Au-delà des discours habituels sur l’innovation, Kinshasa s’est offert, lors de l’Africa Digital Innovation Summit, une démonstration de méthode : celle d’un État qui entend moderniser ses circuits commerciaux en assumant une transformation administrative d’ampleur. En détaillant la consolidation de la digitalisation de la liasse documentaire et le déploiement du Portail d’informations commerciales, le ministre du commerce extérieur, Julien Paluku Kahongya, a mis en lumière un mouvement engagé depuis plusieurs années mais qui atteint aujourd’hui une nouvelle cohérence. Dans un contexte où les coûts logistiques pèsent sur la compétitivité du pays, ces réformes promettent de réduire les délais, d’assurer la transparence des opérations et de sécuriser les recettes publiques. Signe d’un changement structurel, la politique numérique n’est plus cantonnée aux seules technologies : elle devient un outil de souveraineté économique et un levier pour repositionner la RDC dans les échanges mondiaux. L’événement aura surtout montré que cette stratégie n’est plus expérimentale, mais assumée, revendiquée et désormais collective.
Développant mardi 25 novembre, à Kinshasa, le thème « Le numérique comme levier de la promotion du commerce extérieur », le ministre du commerce extérieur, Julien Paluku Kahongya, a détaillé l’un des chantiers les plus structurants engagés par le gouvernement : la consolidation de la digitalisation des opérations d’importation, d’exportation et de transit des marchandises.
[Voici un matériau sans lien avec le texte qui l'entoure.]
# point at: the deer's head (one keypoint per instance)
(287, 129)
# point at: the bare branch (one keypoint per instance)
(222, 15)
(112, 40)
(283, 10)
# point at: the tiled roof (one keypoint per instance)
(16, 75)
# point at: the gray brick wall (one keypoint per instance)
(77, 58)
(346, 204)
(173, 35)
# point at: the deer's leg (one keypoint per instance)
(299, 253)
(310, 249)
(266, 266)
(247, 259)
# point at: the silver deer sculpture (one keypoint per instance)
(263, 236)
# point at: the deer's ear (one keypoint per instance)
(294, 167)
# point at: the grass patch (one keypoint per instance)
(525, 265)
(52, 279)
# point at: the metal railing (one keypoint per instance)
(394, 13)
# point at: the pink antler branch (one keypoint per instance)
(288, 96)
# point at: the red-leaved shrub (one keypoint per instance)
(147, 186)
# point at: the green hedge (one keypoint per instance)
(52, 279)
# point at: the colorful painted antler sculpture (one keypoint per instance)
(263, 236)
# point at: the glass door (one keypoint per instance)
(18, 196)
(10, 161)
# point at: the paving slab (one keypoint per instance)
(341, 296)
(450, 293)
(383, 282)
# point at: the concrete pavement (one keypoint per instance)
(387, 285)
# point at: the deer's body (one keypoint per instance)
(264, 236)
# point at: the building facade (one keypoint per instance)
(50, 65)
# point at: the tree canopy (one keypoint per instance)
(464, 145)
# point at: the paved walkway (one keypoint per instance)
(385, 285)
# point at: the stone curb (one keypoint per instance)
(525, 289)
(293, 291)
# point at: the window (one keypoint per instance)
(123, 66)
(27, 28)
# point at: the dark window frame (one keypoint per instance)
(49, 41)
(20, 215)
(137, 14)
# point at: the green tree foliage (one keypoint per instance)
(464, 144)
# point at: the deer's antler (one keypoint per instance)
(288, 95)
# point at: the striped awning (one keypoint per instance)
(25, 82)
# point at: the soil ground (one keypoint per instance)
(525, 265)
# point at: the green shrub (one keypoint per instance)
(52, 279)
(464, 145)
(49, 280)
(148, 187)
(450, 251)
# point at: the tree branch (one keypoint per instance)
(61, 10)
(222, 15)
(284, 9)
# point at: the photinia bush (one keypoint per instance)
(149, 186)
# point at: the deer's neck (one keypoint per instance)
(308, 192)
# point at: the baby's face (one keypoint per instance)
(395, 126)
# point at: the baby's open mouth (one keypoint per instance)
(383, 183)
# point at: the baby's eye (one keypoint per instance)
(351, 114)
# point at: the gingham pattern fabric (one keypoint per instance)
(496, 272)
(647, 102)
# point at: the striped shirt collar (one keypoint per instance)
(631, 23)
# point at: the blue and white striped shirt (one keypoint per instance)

Au cœur de cette mutation figure la dématérialisation complète de la liasse documentaire, autrefois délivrée en format papier, désormais centralisée dans le Guichet unique intégral du commerce extérieur (GUCE). Ce système, déjà opérationnel, rassemble l’ensemble des documents nécessaires au traitement des dossiers et permet d’en suivre la progression en temps réel.
Le ministre a également rappelé la mise en place du Portail d’informations commerciales (PIC), conçu pour offrir à tous les acteurs – producteurs, importateurs et exportateurs – un accès direct à des données fiables et actualisées. Une transparence qui, selon lui, réduit considérablement les coûts, améliore la traçabilité des procédures et sécurise les recettes publiques.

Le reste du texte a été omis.